Differentiated approach: Producing unique returns requires a unique approach
Exceptional focus on seeking primary source public information; Regulation FD compliant and no "expert networks" when investing in the public markets.
- Over a decade of gleaning contacts within our coverage universe
- We have established relationships with key sources who monitor government affairs, macro drivers, and
geopolitical developments. These resources provide valuable context with which to construct views
- Our goal is to unearth material differences between market expectations and our own independently
generated projections of an asset's earnings power
- Our analysis looks to challenge stock-specific consensus views and develop a high conviction thesis. We
expect the deviations between our projections and market consensus to result in either positive or negative
surprises for market participants and profitable opportunities for us
Dynamic, proactive risk management practices.
- Portfolio construction and position sizing (detailed in this presentation) are a critical element of our
consistency. While we aim to deploy these skills adeptly, they are not our primary point of differentiation
within the scope of risk management
- We have identified a suite of indicators which present when the likelihood of a performance drawdown
becomes elevated.
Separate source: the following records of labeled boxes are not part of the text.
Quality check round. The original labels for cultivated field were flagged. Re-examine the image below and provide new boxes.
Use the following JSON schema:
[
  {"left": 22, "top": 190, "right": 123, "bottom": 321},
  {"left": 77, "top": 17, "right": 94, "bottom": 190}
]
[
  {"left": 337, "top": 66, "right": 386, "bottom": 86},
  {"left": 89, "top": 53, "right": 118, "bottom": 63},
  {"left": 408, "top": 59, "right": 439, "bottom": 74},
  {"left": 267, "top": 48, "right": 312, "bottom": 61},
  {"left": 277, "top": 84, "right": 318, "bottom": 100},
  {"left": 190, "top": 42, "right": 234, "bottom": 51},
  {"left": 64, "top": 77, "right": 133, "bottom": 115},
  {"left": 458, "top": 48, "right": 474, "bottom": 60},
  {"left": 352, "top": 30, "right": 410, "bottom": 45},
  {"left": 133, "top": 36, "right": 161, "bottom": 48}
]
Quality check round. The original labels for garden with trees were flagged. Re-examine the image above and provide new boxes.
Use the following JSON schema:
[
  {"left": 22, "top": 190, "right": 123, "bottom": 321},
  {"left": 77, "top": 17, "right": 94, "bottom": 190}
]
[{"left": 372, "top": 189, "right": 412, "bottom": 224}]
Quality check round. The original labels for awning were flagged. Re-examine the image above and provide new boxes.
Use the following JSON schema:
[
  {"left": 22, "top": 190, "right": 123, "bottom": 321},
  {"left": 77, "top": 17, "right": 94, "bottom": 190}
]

Furthermore, we developed a series of tools to track these indicators
- To be clear, we are not market-timers. The indicators referenced above are cues from our portfolio and focus
investments and NOT the broad-based market
- When our indicators flash caution, we proactively offset the undesirable portfolio characteristics
- We believe this proactivity permits core, fundamental stock views to endure and permits us to express a
differentiated view within the context of very tight risk constraints
These key elements differentiate our approach. They – along with our experience, pride, and enthusiasm – define our competitive advantage. We believe this will permit us to consistently produce positive returns from portfolios composed of liquid, widely followed individual instruments.